If we divide the numerator and the denominator by two, we have 5404319552844595.5 / 18014398509481984. This has the same value, but the numerator is not an integer. To make it fit, the hardware rounds it to an integer. When the fraction is exactly 1/2, the rule is to round to make the result even, so the hardware returns 5404319552844596 / 18014398509481984.

Next, we take the current sum, 5404319552844596 / 18014398509481984, and add 3602879701896397 / 36028797018963968 again. This time, the sum is 7205759403792794.5 / 18014398509481984. In this case, the hardware rounds down, returning 7205759403792794 / 18014398509481984.

Then we add 7205759403792794 / 18014398509481984 and 3602879701896397 / 36028797018963968, and the sum is 9007199254740992.5 / 18014398509481984. Note that the numerator not only has a fraction but is larger than 2⁵³. So we have to reduce it again, which produces 4503599627370496.25 / 9007199254740992. Rounding the numerator to an integer produces 4503599627370496 / 9007199254740992.

That is exactly 1/2. At this point, the rounding errors have coincidentally canceled; adding .1 five times yields exactly .5.

Now you can see we are going to round down repeatedly. To add 3602879701896397 / 36028797018963968 to the accumulating sum, the hardware has to divide its numerator by four to make it match. That means the fraction part is always going to be .25, and it will be rounded down. So the next four sums are also rounded down. We end up with 9007199254740991 / 9007199254740992, which is just less than 1.

With float instead of double, the numerator has to fit in 24 bits, so it has to be less than 2²⁴ (16777216).
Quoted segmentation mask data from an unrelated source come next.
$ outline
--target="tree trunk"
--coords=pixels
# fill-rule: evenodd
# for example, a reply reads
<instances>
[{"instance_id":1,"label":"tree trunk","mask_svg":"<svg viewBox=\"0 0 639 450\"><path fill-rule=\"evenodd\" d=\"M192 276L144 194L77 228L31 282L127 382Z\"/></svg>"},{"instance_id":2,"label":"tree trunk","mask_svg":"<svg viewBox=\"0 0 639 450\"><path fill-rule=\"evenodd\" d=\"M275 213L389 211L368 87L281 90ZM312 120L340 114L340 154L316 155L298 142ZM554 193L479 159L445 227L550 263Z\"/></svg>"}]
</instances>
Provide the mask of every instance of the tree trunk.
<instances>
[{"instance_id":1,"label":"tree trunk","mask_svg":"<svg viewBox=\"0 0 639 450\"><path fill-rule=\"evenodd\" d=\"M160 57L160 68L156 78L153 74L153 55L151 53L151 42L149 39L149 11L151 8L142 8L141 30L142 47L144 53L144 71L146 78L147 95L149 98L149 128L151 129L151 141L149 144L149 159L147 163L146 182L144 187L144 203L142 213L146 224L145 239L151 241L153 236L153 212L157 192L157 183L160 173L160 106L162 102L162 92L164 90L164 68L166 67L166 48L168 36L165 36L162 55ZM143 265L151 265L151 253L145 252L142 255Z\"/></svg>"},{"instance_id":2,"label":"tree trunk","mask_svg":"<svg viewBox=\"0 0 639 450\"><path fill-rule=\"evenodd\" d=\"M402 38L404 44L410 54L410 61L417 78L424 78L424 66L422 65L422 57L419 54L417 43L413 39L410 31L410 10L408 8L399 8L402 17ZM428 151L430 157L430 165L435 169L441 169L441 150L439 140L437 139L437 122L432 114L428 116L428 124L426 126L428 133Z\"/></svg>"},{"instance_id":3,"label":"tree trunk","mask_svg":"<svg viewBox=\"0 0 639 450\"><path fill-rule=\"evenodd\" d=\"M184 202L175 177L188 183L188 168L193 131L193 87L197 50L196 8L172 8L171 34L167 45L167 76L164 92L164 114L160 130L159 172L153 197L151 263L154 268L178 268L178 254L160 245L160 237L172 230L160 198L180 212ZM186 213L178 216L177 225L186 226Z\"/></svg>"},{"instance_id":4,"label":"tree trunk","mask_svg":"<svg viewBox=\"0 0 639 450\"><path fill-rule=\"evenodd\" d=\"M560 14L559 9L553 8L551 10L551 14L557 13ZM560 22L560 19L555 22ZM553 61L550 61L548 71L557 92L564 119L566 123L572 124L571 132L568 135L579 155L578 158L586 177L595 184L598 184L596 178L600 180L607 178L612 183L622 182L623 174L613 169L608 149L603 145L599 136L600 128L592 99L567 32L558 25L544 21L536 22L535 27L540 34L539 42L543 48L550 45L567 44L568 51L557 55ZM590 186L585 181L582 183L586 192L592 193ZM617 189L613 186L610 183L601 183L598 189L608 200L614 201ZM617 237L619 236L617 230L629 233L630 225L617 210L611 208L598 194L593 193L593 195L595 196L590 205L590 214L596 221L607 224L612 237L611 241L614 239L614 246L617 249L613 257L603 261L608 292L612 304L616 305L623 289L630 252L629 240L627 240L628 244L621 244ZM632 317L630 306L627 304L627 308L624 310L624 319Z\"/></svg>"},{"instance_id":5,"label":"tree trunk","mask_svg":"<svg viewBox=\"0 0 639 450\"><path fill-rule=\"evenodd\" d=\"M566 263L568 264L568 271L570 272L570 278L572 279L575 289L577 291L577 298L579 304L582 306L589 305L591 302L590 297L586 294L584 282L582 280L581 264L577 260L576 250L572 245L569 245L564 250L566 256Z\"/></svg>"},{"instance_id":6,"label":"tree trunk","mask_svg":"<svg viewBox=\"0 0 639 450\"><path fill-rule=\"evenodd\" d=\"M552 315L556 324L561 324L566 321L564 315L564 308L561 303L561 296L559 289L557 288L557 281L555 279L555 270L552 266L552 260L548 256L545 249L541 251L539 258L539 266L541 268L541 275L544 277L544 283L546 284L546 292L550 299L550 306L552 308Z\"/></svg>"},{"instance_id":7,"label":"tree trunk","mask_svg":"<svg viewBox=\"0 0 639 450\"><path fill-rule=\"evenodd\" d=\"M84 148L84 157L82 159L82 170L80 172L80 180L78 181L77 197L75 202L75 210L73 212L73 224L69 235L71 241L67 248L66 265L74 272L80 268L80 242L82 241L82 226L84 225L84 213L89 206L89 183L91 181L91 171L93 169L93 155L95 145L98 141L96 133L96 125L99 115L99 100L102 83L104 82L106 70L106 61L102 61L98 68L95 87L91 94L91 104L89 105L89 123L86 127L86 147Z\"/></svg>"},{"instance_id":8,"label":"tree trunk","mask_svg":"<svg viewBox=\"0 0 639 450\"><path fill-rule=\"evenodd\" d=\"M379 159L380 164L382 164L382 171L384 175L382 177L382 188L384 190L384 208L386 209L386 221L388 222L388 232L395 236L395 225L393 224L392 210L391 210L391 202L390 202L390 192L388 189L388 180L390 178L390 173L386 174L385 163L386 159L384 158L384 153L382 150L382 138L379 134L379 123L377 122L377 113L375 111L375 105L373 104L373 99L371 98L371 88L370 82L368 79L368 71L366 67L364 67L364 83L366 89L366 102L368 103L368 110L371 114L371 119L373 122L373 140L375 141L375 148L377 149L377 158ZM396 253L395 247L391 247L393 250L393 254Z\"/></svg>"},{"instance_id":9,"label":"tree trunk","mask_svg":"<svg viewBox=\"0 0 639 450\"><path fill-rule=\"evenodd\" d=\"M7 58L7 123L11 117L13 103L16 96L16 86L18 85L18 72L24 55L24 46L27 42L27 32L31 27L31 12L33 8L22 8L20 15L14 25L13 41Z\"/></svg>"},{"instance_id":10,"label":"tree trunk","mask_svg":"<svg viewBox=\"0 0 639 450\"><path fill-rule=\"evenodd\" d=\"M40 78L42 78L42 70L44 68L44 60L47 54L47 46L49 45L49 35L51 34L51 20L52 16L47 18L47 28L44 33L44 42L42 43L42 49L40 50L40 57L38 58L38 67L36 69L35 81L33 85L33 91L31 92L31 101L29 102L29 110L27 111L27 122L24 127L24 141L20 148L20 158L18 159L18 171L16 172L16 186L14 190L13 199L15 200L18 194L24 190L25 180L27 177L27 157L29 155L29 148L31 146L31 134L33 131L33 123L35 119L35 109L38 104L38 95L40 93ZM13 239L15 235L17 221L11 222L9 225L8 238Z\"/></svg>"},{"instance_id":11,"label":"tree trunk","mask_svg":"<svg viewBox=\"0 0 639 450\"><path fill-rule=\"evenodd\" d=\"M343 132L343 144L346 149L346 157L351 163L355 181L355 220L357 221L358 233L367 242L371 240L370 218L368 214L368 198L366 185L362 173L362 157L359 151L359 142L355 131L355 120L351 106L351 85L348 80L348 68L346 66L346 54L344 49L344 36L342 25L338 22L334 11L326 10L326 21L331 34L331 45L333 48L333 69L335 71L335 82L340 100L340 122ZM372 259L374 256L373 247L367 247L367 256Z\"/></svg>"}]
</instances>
So 123456789 is too big even before any arithmetic is done. It has to be expressed as 15432099 • 2³, which is 123456792. The exact mathematical result of adding 1 is 15432099.125 • 2³, and rounding that significand to an integer yields 15432099 • 2³, so there is no change. But, if you add four, the result is 15432099.5 • 2³, and that rounds to 15432100 • 2³.